Pour la énième fois, Emmanuel Macron est accusé de se comporter comme un monarque mais de ne pas avoir la clairvoyance d’un chef d’État. Apparemment, le président avait mis tous ses œufs dans le même panier en début d’année, pariant que le virus pourrait être banni avec des vaccinations rapides et l’arrivée d’un printemps chaud. Mais le lancement de la vaccination a sombré dans le chaos et les vaccinations avec le vaccin AstraZeneca ont également été suspendues pendant quelques jours. Macron avait gravement perdu son pari.

Le chef d’État agit sans conviction et avec maladresse.

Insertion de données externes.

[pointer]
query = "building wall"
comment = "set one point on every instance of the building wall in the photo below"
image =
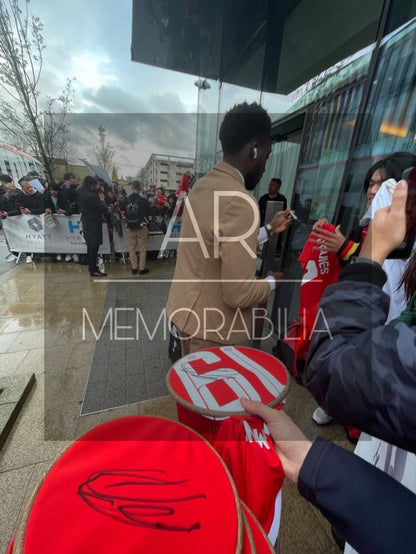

Dans cette situation, le chef de l’État a une nouvelle fois fait preuve de maladresse et son explication peu convaincante selon laquelle la France avait réagi à la précipitation de l’Allemagne concernant l’interdiction de la vaccination n’a fait qu’aggraver la situation. “Est-ce l’Allemagne qui gouverne l’Europe et dit à la France ce qu’elle doit faire ?”, s’est indigné le sénateur conservateur Bruno Retailleau. Une humiliation pour Emmanuel Macron, qui aime se présenter à son peuple et au monde comme le seul dirigeant de l’Europe qui puisse être pris au sérieux.

Pendant ce temps, la concurrence voit que l’heure est venue d’affaiblir davantage l’homme trébuchant par des attaques frontales. Marine Le Pen, en particulier, a des espoirs légitimes de faire tomber Macron de son trône lors de l’élection présidentielle de l’année prochaine. Son rival a créé un désordre politique et divisé le pays, les rails populistes de droite.

Le seul espoir d’Emmanuel Macron est désormais de maîtriser rapidement la pandémie, car le bilan de son passage au gouvernement n’est pas convaincant jusqu’à présent. Les manifestations des “gilets jaunes”, les grèves contre la réforme des retraites et la menace d’effondrement du système de santé pendant la pandémie sont toutes fraîches dans les mémoires. La question de savoir si les Français lui donneront la chance d’une deuxième présidence dans ces circonstances est plus incertaine que jamais.